Healthcare Law

Repricers and “Cost Containment” Solutions

In 2010, we saw an explosion in the number of benefit plans employing repricers and ―cost containment‖ companies. Typically, these companies offer to review charges submitted by providers and reduce the charge to a “reasonable’ amount under the auspices of “usual and customary” reimbursement. In exchange, the repricer is usually paid a percentage of the difference between the billed charge and the repriced amount.

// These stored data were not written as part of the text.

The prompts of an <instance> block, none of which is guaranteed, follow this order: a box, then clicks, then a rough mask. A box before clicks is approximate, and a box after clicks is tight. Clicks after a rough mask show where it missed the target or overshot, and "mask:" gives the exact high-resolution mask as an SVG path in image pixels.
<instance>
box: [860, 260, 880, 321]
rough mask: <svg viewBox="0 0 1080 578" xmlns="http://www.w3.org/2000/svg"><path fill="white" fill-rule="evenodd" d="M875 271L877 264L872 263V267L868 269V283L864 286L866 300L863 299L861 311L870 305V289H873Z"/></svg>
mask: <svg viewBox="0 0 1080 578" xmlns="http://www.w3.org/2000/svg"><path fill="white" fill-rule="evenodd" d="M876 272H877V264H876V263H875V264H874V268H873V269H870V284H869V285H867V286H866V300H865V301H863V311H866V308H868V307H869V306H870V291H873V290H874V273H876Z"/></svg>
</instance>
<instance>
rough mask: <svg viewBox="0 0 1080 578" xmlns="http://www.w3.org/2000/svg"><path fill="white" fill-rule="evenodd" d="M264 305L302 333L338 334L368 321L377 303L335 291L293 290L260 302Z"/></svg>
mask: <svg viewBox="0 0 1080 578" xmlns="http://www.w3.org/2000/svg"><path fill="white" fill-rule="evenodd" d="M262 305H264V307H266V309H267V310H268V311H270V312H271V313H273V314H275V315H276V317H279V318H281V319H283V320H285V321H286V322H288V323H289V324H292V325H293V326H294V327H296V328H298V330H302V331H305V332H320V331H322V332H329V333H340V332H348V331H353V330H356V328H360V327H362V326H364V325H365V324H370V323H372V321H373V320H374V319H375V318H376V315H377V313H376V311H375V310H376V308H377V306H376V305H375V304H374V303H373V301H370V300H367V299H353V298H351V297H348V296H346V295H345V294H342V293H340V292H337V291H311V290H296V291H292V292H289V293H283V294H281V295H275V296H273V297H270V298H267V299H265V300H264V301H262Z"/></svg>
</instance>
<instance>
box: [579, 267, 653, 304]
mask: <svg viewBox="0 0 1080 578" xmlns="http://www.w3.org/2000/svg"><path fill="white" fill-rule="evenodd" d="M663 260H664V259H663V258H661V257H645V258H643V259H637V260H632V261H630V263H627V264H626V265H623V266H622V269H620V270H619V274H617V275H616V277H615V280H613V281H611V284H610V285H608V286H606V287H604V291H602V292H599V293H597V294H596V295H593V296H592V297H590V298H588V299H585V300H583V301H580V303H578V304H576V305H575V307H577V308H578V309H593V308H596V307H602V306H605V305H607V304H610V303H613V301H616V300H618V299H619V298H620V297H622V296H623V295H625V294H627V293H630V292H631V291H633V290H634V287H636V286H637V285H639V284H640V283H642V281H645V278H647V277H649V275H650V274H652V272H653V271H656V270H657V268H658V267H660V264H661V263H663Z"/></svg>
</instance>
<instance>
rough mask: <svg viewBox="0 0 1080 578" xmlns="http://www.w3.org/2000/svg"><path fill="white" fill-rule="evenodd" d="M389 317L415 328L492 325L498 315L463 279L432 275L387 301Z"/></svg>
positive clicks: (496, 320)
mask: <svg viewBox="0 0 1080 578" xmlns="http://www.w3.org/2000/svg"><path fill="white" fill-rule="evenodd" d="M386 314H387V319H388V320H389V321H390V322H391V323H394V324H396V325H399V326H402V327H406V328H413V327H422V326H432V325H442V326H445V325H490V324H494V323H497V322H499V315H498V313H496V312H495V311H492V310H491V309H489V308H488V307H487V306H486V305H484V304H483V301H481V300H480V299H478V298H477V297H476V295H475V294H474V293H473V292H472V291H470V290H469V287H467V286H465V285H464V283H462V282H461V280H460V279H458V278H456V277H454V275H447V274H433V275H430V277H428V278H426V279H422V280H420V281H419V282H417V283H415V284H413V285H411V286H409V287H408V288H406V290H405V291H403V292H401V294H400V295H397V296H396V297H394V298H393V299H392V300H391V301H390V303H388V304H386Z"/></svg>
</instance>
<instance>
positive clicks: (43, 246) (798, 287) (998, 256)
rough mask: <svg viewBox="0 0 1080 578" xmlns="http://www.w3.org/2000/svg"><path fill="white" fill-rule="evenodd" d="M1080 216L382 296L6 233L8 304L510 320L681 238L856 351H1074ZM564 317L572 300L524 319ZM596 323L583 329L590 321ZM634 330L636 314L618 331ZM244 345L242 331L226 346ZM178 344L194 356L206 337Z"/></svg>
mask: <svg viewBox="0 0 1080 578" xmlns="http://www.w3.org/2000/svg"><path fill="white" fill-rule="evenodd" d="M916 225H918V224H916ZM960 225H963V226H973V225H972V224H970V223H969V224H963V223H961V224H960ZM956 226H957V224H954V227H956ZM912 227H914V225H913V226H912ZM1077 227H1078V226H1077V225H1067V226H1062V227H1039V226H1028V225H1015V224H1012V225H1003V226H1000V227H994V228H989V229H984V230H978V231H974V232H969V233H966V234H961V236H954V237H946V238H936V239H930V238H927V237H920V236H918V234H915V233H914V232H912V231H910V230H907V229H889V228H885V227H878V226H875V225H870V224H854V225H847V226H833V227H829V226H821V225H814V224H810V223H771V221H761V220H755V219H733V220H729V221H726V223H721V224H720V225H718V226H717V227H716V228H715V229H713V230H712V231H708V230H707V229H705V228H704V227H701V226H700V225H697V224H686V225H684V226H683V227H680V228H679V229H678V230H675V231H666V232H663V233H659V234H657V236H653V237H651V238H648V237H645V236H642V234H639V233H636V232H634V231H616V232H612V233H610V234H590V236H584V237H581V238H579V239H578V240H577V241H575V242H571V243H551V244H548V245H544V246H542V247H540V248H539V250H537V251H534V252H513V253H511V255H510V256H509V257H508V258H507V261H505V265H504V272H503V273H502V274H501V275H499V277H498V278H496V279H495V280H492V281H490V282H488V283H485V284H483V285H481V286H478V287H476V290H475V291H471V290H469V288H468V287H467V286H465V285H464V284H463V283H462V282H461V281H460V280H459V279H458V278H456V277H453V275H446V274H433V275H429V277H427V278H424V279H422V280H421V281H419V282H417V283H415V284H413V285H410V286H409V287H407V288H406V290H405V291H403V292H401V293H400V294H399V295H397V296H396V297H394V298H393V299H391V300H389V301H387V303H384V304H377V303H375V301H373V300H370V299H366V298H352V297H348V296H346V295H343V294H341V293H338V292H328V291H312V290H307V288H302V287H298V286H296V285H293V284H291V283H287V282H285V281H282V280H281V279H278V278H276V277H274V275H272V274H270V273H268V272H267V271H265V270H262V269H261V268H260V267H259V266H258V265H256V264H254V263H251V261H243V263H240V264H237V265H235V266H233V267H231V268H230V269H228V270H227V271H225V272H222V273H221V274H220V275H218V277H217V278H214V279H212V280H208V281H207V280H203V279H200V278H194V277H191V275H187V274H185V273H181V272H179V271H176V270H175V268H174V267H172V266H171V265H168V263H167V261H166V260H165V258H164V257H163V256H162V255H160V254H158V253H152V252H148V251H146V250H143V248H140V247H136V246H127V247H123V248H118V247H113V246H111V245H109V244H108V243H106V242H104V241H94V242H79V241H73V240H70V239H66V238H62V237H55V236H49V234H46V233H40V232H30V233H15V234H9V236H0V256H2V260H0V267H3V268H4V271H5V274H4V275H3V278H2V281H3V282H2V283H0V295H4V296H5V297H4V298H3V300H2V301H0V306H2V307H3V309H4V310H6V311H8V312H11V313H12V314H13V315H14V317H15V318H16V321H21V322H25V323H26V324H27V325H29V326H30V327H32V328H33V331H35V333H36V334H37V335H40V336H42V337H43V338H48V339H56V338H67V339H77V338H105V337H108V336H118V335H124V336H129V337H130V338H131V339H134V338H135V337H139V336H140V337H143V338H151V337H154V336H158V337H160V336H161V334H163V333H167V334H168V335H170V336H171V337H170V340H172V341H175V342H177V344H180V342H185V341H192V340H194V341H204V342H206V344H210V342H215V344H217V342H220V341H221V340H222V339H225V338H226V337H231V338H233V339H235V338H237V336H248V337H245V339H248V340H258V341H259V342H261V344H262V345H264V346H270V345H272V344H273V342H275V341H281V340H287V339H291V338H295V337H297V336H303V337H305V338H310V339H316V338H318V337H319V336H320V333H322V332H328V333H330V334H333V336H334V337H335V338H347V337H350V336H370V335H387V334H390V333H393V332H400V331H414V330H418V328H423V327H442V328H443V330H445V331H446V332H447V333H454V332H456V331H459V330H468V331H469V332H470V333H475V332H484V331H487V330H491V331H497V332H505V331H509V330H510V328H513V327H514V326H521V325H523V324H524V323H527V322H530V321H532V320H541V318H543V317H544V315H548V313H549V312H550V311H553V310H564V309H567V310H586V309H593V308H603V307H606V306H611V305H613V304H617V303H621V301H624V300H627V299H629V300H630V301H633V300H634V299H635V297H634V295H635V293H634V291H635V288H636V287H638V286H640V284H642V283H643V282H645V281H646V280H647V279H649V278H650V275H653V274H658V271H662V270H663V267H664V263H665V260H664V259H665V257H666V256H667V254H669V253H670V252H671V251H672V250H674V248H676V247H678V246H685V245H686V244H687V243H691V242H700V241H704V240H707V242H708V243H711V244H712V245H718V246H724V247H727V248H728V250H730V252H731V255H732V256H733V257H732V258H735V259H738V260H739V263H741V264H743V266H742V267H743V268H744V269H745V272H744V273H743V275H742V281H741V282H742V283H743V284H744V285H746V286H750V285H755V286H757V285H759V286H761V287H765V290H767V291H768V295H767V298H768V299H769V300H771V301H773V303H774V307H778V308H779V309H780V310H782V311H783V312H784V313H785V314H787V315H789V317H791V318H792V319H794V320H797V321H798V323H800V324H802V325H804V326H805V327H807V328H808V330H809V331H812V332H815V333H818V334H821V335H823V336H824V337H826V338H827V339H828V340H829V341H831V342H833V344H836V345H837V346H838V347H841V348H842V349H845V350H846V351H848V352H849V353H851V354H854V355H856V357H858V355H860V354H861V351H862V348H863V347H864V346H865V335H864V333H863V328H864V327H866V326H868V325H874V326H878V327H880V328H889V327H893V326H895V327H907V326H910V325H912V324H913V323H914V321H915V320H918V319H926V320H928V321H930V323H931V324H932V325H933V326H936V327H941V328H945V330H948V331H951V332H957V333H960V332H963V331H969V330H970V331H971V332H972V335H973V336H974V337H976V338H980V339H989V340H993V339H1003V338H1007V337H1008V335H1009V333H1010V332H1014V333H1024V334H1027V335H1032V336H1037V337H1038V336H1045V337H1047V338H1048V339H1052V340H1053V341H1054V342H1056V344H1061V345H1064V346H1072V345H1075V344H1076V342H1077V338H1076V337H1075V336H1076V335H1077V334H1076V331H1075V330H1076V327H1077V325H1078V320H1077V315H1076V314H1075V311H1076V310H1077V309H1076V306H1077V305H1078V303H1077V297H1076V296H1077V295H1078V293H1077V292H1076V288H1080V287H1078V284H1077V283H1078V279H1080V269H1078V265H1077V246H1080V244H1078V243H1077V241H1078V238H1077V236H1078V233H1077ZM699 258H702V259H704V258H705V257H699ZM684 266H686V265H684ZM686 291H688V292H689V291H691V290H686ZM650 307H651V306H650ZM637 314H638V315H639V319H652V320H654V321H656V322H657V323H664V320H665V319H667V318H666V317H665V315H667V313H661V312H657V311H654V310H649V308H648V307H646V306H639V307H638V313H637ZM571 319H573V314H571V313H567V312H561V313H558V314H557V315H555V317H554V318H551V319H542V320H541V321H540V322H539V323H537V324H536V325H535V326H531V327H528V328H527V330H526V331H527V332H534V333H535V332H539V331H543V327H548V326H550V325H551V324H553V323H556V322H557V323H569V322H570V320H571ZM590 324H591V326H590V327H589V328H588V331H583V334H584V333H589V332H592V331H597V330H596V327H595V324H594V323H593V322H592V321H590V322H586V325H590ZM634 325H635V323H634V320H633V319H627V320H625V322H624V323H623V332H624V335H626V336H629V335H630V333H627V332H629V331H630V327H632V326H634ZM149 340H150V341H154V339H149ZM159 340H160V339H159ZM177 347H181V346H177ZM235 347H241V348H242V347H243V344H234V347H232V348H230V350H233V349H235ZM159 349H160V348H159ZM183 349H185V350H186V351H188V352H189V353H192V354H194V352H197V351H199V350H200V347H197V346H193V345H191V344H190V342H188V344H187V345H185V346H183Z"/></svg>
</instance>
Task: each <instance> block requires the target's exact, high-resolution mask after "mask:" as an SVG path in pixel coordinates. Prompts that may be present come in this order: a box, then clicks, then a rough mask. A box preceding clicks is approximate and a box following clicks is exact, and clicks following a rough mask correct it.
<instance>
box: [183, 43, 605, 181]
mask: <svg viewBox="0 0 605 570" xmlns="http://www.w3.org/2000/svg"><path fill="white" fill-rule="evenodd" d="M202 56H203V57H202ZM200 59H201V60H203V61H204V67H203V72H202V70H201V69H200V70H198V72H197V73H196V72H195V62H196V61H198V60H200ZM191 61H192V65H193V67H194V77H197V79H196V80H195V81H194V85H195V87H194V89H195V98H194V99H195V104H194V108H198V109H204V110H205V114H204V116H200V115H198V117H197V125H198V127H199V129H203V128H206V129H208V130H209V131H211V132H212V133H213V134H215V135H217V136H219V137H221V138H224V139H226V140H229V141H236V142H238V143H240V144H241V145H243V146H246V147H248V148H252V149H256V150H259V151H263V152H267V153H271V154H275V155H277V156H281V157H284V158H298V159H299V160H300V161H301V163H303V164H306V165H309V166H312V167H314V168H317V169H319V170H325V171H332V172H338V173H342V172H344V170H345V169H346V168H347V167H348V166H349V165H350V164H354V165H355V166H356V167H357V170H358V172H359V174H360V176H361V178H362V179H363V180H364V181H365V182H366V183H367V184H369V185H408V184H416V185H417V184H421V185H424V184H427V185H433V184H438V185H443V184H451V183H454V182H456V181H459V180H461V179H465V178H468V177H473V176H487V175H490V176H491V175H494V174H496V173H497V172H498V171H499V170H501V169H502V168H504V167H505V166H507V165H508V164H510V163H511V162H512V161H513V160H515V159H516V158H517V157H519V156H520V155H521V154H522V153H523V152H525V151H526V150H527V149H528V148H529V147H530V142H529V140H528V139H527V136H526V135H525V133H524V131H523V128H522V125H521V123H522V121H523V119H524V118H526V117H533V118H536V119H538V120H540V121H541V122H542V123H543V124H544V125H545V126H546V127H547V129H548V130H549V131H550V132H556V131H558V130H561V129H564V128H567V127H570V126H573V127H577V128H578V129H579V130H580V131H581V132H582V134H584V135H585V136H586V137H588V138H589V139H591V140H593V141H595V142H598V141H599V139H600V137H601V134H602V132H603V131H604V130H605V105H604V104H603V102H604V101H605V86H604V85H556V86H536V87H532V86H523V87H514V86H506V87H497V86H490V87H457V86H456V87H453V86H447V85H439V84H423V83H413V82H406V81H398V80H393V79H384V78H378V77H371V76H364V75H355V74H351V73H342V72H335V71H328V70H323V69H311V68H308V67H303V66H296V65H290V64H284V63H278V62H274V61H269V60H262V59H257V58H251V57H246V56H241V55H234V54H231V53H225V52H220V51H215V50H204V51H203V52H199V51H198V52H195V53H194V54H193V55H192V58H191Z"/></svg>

This arrangement frequently results in payments to the repricer that exceeds payments to the provider for medical services.

Repricers and cost containment companies purport to use “proprietary information”, often characterizing it as “industry accepted” or “national”.  In fact, most repricers do little more than access discredited databases, such as Ingenix, or use a Medicare plus formula, such as reimbursement at 125% of the Medicare rate.

Although it is often difficult to determine whether a plan is using a repricer, there are several key indicators:

  • EOBs that falsely state the adjustment is based on a contract or negotiated rate when there is no agreement
  • Delays in processing and payment of claims
  • Drastic changes in reimbursement rates during a course of treatment for later dates of service—sometimes these will be accompanied by refund demands for earlier dates of service
  • Involvement of reinsurers, who often require the use of repricers

Repricers and cost containment companies should be aggressively fought. They rarely comply with applicable plan language and frequently mislead providers, plans, and patients. The Gibson Firm has successfully handled repricers in the past and looks to continue preventing these abusive reimbursement practices in the future.